Hey to you all, I feel like I just found a lost warbird in my backyard finding this sight,its beyond cool. I came here for some research,hope you don't mind. 

Arthur


----------



## Thorlifter (Dec 6, 2008)

Not much is up. What's up with you?

Welcome.


----------



## Flyboy2 (Dec 6, 2008)

What's up and welcome... Nice smiley


----------



## Matt308 (Dec 6, 2008)

Welcome, Liberando. Participate. That's the only way to learn.


----------



## Njaco (Dec 6, 2008)

Sup yo! Kudos to da newbie. Peace, out!


----------



## Airframes (Dec 6, 2008)

The sky's up! Welcome from England.


----------



## ccheese (Dec 6, 2008)

Welcome to the forum, Liberando. Hmmmm... Wasn't that the name of 
a B-24 Squadron ? The Liberandos ????

Edit: The Liberandos: The 376th Bomb Group (Heavy)

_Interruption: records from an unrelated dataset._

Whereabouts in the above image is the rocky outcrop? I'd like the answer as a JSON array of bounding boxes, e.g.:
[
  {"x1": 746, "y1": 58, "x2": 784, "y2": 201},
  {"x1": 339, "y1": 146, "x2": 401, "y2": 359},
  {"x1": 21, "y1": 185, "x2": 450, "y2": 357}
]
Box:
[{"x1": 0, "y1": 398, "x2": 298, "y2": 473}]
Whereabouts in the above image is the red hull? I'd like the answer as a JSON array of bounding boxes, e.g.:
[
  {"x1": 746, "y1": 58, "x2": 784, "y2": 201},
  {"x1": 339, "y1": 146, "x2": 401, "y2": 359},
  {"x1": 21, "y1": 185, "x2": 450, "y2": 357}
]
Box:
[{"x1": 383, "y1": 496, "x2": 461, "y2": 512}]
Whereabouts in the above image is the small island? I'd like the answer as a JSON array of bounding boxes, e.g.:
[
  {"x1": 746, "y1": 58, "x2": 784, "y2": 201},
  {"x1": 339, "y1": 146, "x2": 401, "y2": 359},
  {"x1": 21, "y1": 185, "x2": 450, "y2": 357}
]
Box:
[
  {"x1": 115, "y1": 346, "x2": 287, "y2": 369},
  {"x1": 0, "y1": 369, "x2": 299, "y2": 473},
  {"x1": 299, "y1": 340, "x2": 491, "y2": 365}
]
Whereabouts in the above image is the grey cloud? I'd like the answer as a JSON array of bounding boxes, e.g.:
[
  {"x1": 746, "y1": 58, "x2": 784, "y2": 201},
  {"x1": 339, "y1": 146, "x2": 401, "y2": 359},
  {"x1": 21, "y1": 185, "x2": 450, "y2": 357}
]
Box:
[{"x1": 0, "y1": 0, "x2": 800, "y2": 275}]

So, tell us why you picked that name ?????

Charles


----------



## Liberando (Dec 6, 2008)

I picked it because the "Lady Be Good " who was a Liberando got lost in the desert and in so doing they became immortal in a sense when they found them in 61. Just as My Uncle Bill West,a Naiviagtor on a B-24 did in 43 somewhere over Europe. I never knew the name of Uncle Bill's plane, but he is always going to be the 26 YO I see in that picture on the mantle with wide-eyed wonderment as people explain what he did. Somewhere in the Libyan desert there is still a missing crewman from The "Lady Be Good", maybe it was the navigator. I like to think that Uncle Bill would have done a better job with his charts though.


----------



## Matt308 (Dec 6, 2008)

Hell yeah. Gob bless his soul.


----------



## Wayne Little (Dec 7, 2008)

Welcome Arthur!


----------



## Wurger (Dec 7, 2008)

Welcome mate.Greetings form Poland.


----------



## v2 (Dec 7, 2008)

Welcome!


----------



## Gnomey (Dec 7, 2008)

Welcome!


----------



## Liberando (Dec 7, 2008)

Gnomey said:


> Welcome!



I have a picture of Sir Winston with his B24 "Commando". Everytime I meet someone who is Brittish I say: "Thank God for Winston Churchill." 

I also think Hugh Dowding was one of the most underated figures of the War.


----------



## syscom3 (Dec 7, 2008)

Where in California you live? I'm from Orange County.


----------



## Messy1 (Dec 7, 2008)

Welcome aboard!


----------



## Denahue (Dec 7, 2008)

Welcome from Colorado...


----------



## DerAdlerIstGelandet (Dec 7, 2008)

Welcome to the forum.


----------



## Freebird (Dec 7, 2008)

Airframes said:


> The sky's up!



the planets, the stars, a few asteroids.......  



Welcome to the forum!


----------



## Liberando (Dec 7, 2008)

syscom3 said:


> Where in California you live? I'm from Orange County.



Sac of Tomatoes... ahem!,I mean Sacramento The Fat man and Little boy landed at McClellen airforce base on their way to destiny(for refueling) I live in all that excitement


----------